Eben beim surfen erfahren das Nvidia die gtx 590 die ja am 22.3. in den Handel entlassen werden Solte sich um weitere 2 tage verspätet. Grunde sind wohl nicht etwa Hardware Probleme sondern die Treiber werden Angepasst sowie bestehende Probleme mit dem 3D Vision Surround und quad SLI.

Quelle : Hardwareluxx
Link:   Hardwareluxx - NVIDIA GeForce GTX 590 auf den 24. März verschoben


----------



## Leandros (18. März 2011)

*AW: gtx 590 kommt am nicht am 22.3.2011*

Ah, guut. Wird für Quad-SLI Optimiert. Dann hol ich mir 2x GTX 590! 

Jetzt ma budda bei die Fische: Wer möchte den QUAD (4!) SLI Betreiben. Vor allem für welches Spiel? Um Crysis (1!) auf 7680x1600 auf 8x SGSAA (keine ahnung von AA, irgendwas Leistungsfressendes) zu Zocken. Unsinner gehts net! Aber egal, bin eh abgeneigt gegenüber Multi-GPU Systemen. Find die 590 schon übertrieben. 

Jedoch, wems gefällt, der solls sich Kaufen


----------



## GoldenMic (18. März 2011)

*AW: gtx 590 kommt am nicht am 22.3.2011*

Besser ausgereifte Produkte mit ausgereiften Treibern anstatt das jemand was unnötiges zum rummeckern findet.


----------



## marcus_T (18. März 2011)

*AW: gtx 590 kommt am nicht am 22.3.2011*



GoldenMic schrieb:


> Besser ausgereifte Produkte mit ausgereiften Treibern anstatt das jemand was unnötiges zum rummeckern findet.

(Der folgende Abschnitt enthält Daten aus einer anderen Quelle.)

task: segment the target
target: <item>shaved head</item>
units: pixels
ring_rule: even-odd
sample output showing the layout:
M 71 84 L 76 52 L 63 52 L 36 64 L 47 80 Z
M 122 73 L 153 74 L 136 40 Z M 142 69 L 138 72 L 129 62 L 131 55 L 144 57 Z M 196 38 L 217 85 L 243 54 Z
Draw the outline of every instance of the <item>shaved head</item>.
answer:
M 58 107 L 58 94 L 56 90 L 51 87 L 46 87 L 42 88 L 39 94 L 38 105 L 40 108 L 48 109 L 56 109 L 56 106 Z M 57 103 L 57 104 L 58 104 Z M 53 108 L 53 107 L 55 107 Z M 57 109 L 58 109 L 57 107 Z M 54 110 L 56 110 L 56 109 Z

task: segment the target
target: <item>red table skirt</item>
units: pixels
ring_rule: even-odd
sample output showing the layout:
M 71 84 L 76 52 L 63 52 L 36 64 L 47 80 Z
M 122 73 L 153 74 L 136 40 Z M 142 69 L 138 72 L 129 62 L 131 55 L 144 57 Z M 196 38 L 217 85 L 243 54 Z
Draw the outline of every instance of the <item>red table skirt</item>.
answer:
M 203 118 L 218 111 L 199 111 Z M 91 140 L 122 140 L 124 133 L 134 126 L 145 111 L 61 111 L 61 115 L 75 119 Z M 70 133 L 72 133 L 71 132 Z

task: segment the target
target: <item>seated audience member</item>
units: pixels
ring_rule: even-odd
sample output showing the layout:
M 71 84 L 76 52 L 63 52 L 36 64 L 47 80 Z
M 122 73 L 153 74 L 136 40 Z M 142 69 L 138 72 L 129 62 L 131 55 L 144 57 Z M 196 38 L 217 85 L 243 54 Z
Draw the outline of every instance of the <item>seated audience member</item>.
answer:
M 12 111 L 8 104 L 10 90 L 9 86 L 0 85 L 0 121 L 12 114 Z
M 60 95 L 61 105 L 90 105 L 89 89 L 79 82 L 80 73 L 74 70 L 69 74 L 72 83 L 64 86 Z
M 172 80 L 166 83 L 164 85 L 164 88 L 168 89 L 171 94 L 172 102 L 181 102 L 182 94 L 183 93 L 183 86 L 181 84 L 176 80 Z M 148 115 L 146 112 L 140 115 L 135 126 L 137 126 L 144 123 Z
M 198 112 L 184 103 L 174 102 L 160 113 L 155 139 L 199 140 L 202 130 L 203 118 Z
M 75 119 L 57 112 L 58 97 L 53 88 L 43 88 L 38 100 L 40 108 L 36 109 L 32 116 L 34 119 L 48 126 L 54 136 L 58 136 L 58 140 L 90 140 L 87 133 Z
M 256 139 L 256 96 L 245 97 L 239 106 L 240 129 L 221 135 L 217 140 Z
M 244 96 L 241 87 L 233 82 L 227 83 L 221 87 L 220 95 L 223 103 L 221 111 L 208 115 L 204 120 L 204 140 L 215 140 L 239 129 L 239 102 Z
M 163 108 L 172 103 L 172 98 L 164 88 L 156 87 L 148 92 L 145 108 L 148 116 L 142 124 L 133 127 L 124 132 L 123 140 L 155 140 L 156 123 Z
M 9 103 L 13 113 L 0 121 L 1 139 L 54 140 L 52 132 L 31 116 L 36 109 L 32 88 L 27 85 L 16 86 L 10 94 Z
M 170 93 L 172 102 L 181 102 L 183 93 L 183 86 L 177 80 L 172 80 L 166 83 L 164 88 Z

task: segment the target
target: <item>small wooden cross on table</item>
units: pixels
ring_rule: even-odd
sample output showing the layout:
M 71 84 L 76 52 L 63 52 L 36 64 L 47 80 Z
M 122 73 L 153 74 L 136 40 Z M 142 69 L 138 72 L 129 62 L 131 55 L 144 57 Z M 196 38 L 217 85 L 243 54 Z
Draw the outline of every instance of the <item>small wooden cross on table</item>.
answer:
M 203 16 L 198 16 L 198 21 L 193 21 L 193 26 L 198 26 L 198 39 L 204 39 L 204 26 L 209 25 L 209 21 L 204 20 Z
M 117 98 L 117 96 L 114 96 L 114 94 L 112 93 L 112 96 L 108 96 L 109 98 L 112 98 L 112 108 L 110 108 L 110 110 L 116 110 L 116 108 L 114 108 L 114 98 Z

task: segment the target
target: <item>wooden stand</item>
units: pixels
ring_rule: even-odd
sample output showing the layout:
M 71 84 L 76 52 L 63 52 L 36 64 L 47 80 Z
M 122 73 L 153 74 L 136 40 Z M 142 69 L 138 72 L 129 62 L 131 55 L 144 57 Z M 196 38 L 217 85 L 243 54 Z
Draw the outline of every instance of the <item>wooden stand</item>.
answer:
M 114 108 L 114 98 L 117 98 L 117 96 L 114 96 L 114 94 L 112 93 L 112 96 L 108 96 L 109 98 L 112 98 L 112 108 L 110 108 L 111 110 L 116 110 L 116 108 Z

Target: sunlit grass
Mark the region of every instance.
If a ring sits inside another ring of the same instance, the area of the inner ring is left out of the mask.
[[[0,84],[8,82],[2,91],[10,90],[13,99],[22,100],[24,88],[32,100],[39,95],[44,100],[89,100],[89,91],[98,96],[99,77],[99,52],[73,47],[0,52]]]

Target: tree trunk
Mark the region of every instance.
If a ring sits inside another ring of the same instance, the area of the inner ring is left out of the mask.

sowas wie Spiele etwa oder P67 Boards ? soll ich weiter machen ?


----------



## MG42 (18. März 2011)

*AW: gtx 590 kommt am nicht am 22.3.2011*



marcus_T schrieb:


> sowas wie Spiele etwa oder P67 Boards ? soll ich weiter machen ?



Ja, ich hab mich schon gefrage wann der Ultra-Fail kommt, mir fällt grad nix passendes ein...


----------



## Jan565 (18. März 2011)

*AW: gtx 590 kommt am nicht am 22.3.2011*

2 Tage, wer weiß ob die dann wirklich kommt. Wie damals bei der GTX4X0, die auch mal eben 9 Monate zu spät kam. 

Aber ich lass mich gerne überraschen.


----------



## kuer (18. März 2011)

*AW: gtx 590 kommt am nicht am 22.3.2011*



Leandros schrieb:


> Ah, guut. Wird für Quad-SLI Optimiert. Dann hol ich mir 2x GTX 590!
> 
> Jetzt ma budda bei die Fische: Wer möchte den QUAD (4!) SLI Betreiben. Vor allem für welches Spiel? Um Crysis (1!) auf 7680x1600 auf 8x SGSAA (keine ahnung von AA, irgendwas Leistungsfressendes) zu Zocken. Unsinner gehts net! Aber egal, bin eh abgeneigt gegenüber Multi-GPU Systemen. Find die 590 schon übertrieben.
> 
> Jedoch, wems gefällt, der solls sich Kaufen


 


Da geht es um die Scalierung der einzelnen GPUs und die Treiberanpassung. Ich weis zwar nicht was sie mit zwei Tagen reißen wollen, aber einen Versuch ist es warscheinlich wert. Hüa NV


----------



## nyso (18. März 2011)

Da geht es schlich um die Benchs, die dann anstehen^^ Genung Leute haben sich zwei GTX 590 bestellt, um mit ihrem i7-980X den Weltrekord in diversen Anwendungen zu knacken. Und wenn dann die Treiber nicht laufen, wirds ärgerlich.


----------



## B3RG1 (18. März 2011)

nyso schrieb:
			
		

> Da geht es schlich um die Benchs, die dann anstehen^^ Genung Leute haben sich zwei GTX 590 bestellt, um mit ihrem i7-980X den Weltrekord in diversen Anwendungen zu knacken. Und wenn dann die Treiber nicht laufen, wirds ärgerlich.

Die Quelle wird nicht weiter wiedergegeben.